The disproportionation reaction of M⁺ is given by:

2M⁺ $\rightarrow$ M + M²⁺

This reaction can be split into two half-reactions:

Reduction: M⁺ + e⁻ $\rightarrow$ M
Oxidation: M⁺ $\rightarrow$ M²⁺ + e⁻

We are given the standard reduction potentials:

E° $_{M^{2+}/M}$ = +0.153 V for M²⁺ + 2e⁻ $\rightarrow$ M E° $_{M^+/M}$ = 0.53 V for M⁺ + e⁻ $\rightarrow$ M

Let's denote the potentials as:

Reaction (1): M²⁺ + 2e⁻ $\rightarrow$ M, E° $_1 = 0.153$ V, n $_1 = 2$ Reaction (2): M⁺ + e⁻ $\rightarrow$ M, E° $_2 = 0.53$ V, n $_2 = 1$

The reduction half-reaction for the disproportionation is M⁺ + e⁻ $\rightarrow$ M, which is Reaction (2). Its potential is E° $_{red}$ = E° $_2 = 0.53$ V.

The oxidation half-reaction for the disproportionation is M⁺ $\rightarrow$ M²⁺ + e⁻. Let's call the standard potential for this oxidation E° $_{ox}$ . This is the reverse of the reduction half-reaction M²⁺ + e⁻ $\rightarrow$ M⁺. Let's find the standard reduction potential for M²⁺ + e⁻ $\rightarrow$ M⁺, denoted as E° $_{M^{2+}/M^+}$ .

We can relate the standard potentials using the relationship between standard Gibbs free energy ( $\Delta G°$ ) and standard potential (E°): $\Delta G° = -nFE°$ . The $\Delta G°$ values are additive for sequential reactions.
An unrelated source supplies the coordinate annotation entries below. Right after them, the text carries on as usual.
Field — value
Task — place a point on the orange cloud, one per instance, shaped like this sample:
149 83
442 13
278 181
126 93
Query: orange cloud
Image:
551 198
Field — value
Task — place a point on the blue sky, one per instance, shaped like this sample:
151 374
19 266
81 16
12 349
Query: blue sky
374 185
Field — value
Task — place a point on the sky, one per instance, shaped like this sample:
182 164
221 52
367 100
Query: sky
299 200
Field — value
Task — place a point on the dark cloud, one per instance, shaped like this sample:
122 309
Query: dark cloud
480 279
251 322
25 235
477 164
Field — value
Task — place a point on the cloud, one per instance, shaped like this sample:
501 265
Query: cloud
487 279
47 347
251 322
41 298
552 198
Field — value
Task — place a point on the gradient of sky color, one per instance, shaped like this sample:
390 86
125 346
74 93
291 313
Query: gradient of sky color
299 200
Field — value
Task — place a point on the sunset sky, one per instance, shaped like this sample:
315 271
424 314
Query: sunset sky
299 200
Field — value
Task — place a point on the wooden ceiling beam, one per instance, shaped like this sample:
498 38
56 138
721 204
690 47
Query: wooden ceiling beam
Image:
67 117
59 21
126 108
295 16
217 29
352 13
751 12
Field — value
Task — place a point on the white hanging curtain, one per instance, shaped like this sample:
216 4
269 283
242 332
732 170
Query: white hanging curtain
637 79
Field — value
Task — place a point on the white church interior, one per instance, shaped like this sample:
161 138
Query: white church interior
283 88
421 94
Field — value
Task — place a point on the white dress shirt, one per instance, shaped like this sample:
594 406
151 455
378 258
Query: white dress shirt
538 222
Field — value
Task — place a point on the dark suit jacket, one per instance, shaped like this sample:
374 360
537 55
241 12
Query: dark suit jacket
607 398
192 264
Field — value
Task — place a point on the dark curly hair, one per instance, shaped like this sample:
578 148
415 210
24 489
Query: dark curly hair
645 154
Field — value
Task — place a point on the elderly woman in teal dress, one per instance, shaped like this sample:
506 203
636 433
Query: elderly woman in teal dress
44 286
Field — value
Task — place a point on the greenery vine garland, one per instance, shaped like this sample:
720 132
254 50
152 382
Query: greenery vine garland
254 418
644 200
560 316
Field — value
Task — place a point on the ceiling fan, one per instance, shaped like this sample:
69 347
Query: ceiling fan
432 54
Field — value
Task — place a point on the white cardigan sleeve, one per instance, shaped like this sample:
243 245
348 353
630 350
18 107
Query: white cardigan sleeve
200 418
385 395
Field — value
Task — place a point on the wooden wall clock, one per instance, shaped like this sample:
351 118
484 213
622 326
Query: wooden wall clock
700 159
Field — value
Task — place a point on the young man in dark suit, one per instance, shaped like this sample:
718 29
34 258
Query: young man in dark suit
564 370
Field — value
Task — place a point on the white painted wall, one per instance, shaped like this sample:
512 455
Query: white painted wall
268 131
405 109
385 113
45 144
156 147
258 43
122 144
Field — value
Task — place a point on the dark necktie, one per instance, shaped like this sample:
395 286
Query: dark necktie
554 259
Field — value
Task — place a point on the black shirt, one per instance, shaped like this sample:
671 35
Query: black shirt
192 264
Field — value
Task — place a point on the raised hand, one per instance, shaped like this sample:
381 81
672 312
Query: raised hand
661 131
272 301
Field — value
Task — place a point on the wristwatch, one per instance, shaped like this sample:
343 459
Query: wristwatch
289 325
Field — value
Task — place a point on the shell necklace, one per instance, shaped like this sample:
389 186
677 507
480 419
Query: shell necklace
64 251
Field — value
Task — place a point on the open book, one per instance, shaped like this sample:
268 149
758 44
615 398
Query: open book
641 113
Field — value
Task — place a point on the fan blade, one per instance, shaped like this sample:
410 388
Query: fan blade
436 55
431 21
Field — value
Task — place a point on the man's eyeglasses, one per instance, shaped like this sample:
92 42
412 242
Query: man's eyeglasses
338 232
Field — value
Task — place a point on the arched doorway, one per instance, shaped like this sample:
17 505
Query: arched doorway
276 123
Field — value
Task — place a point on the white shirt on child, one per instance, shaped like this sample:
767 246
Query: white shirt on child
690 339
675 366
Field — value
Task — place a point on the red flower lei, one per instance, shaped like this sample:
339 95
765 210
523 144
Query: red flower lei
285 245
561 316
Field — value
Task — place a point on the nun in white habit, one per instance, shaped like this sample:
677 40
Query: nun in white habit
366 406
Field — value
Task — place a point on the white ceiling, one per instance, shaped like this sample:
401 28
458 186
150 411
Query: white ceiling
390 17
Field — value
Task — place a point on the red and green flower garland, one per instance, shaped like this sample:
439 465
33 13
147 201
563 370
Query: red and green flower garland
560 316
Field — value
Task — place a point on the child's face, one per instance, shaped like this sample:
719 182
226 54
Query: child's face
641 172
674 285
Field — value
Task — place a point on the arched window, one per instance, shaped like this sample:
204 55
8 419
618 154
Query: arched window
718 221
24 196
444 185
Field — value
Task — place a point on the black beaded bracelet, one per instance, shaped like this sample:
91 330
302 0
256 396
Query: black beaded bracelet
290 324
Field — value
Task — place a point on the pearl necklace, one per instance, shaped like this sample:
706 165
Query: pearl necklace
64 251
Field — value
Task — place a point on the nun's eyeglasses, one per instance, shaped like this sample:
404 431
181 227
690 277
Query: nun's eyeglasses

Consider the reactions:

(A) M²⁺ + e⁻ $\rightarrow$ M⁺, $\Delta G°_A = -1F E°_{M^{2+}/M^+}$ (B) M⁺ + e⁻ $\rightarrow$ M, $\Delta G°_B = -1F E°_{M^+/M} = -1F(0.53)$

Adding (A) and (B) gives:

M²⁺ + 2e⁻ $\rightarrow$ M, $\Delta G°_{(A)+(B)} = \Delta G°_A + \Delta G°_B$ . This overall reaction is Reaction (1). So, $\Delta G°_{(A)+(B)} = \Delta G°_1$ . $\Delta G°_1 = -2F E°_1 = -2F(0.153)$ .

Thus, $\Delta G°_1 = \Delta G°_A + \Delta G°_B$ $-2F(0.153) = -1F E°_{M^{2+}/M^+} + -1F(0.53)$ Dividing by -F: $2(0.153) = E°_{M^{2+}/M^+} + 0.53$ $0.306 = E°_{M^{2+}/M^+} + 0.53$ $E°_{M^{2+}/M^+} = 0.306 - 0.53 = -0.224$ V.

Now we have the standard reduction potential for M²⁺ + e⁻ $\rightarrow$ M⁺. The oxidation half-reaction in the disproportionation is M⁺ $\rightarrow$ M²⁺ + e⁻. This is the reverse of M²⁺ + e⁻ $\rightarrow$ M⁺. The standard potential for the oxidation half-reaction is E° $_{ox}$ = -E° $_{M^{2+}/M^+} = -(-0.224$ V) = +0.224 V.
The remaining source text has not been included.